What was the fashion of Japan?

By: Mckenna Powers and Heather Bramsleven

Japanese Textiles

Silk may be the best known Japanese textile because of its stunning beauty and value for fashioning luxurious kimonos, but in pre-industrial Japan only the nobility and upper classes were permitted to wear silk clothing. In contrast to courtly silk garments, commoners dressed in humble garments made from homespun coarse hemp and cotton fabrics. These same unrefined, handmade textiles were also employed to create utilitarian articles for the home.

Japanese Hair

During the Medieval era, both men and women in the upper social classes wore their hair in loose curls. Women sometimes fastened gold balls at the end of their hair. The people in the lower classes wore their hair with no decorations and usually shorter, at the chin or even at the shoulders. Noble women would wear flat bonnets that would be covered their hair, or ribbons and gold threads in their hair.

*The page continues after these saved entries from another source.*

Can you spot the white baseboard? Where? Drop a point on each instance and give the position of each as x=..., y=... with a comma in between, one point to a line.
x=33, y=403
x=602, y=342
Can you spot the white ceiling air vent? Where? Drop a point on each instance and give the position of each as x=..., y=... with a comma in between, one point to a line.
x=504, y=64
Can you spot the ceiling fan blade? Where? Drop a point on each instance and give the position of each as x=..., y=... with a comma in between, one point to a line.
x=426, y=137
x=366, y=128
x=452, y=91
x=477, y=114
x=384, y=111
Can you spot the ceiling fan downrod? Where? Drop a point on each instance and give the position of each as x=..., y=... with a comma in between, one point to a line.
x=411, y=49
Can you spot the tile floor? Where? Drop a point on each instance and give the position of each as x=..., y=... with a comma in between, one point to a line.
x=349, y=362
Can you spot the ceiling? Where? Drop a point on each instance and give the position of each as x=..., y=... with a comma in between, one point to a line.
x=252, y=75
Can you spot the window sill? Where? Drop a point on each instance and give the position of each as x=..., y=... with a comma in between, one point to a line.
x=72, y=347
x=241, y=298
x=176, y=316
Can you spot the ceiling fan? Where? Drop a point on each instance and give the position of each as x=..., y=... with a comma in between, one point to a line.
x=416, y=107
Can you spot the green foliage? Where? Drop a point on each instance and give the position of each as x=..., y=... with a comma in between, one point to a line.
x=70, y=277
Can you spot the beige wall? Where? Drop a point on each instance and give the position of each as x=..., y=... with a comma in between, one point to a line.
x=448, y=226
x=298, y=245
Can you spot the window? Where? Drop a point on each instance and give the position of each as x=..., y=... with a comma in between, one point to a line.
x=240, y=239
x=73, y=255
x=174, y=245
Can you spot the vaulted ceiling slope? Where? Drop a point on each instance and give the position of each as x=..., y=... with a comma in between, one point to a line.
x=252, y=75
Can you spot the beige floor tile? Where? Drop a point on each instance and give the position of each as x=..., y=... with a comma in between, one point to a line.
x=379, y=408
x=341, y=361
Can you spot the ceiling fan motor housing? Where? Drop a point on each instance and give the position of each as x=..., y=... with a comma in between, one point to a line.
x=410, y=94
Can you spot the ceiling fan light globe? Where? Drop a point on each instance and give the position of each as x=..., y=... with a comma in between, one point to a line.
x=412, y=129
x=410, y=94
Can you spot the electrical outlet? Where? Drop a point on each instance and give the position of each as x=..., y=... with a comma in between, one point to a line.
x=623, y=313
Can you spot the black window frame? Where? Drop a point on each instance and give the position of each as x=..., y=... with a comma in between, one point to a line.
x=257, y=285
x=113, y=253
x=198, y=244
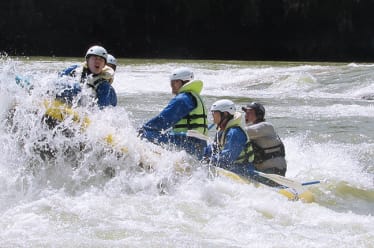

Later, bonnets, hats and veils became even more popular when the church tradition commanded that married women had to keep their hair covered. Cone-shaped hats with a veil were also very popular during this era. Women sometimes had their hair styled into what looked like two identical mounds on the both sides of their head.

Japanese Jewelery

Like most things in Japanese culture, jewelry wasn't just ornamental; it was usually combined with a practical purpose as well. Examples include items such as swords, sword fittings, straps, pins, buttons, combs, hair sticks, hairclips called 'kanzashi', and of course, netsuke, inro and ojimi. The art and craftsmanship behind the techniques of making have evolved over hundreds of years and have now become an important part of Japanese culture. Many historical pieces have been found to date back to the early 16th century. Even some modern pieces have been known to fetch extraordinarily high prices in Europe, Asia and the USA.

Brand of Perfume

1.Annick Goutal

2.Arquiste

3.CB I Hate Perfume

4. Creed

5.D.S. and Durga

These are some of the newer product of perfume but in the medieval times there was not much perfume sales and it was not very popular

Makeup of japan

Japanese women can often look ghostly with their pale skin and their dark hair. While their complexions are already naturally fair, Japanese women would usually try to make their skin appear even more pale through the use of makeup-- traditionally, this was look was done with rice flour. This isn't the same "white face" seen on Kabuki theater actors, who use and waxes to mask their faces. Rice flour and other bird-dropping copied face powders have been used for centuries, aswell with other makeup accessories that slowly found their way to other nations, including America.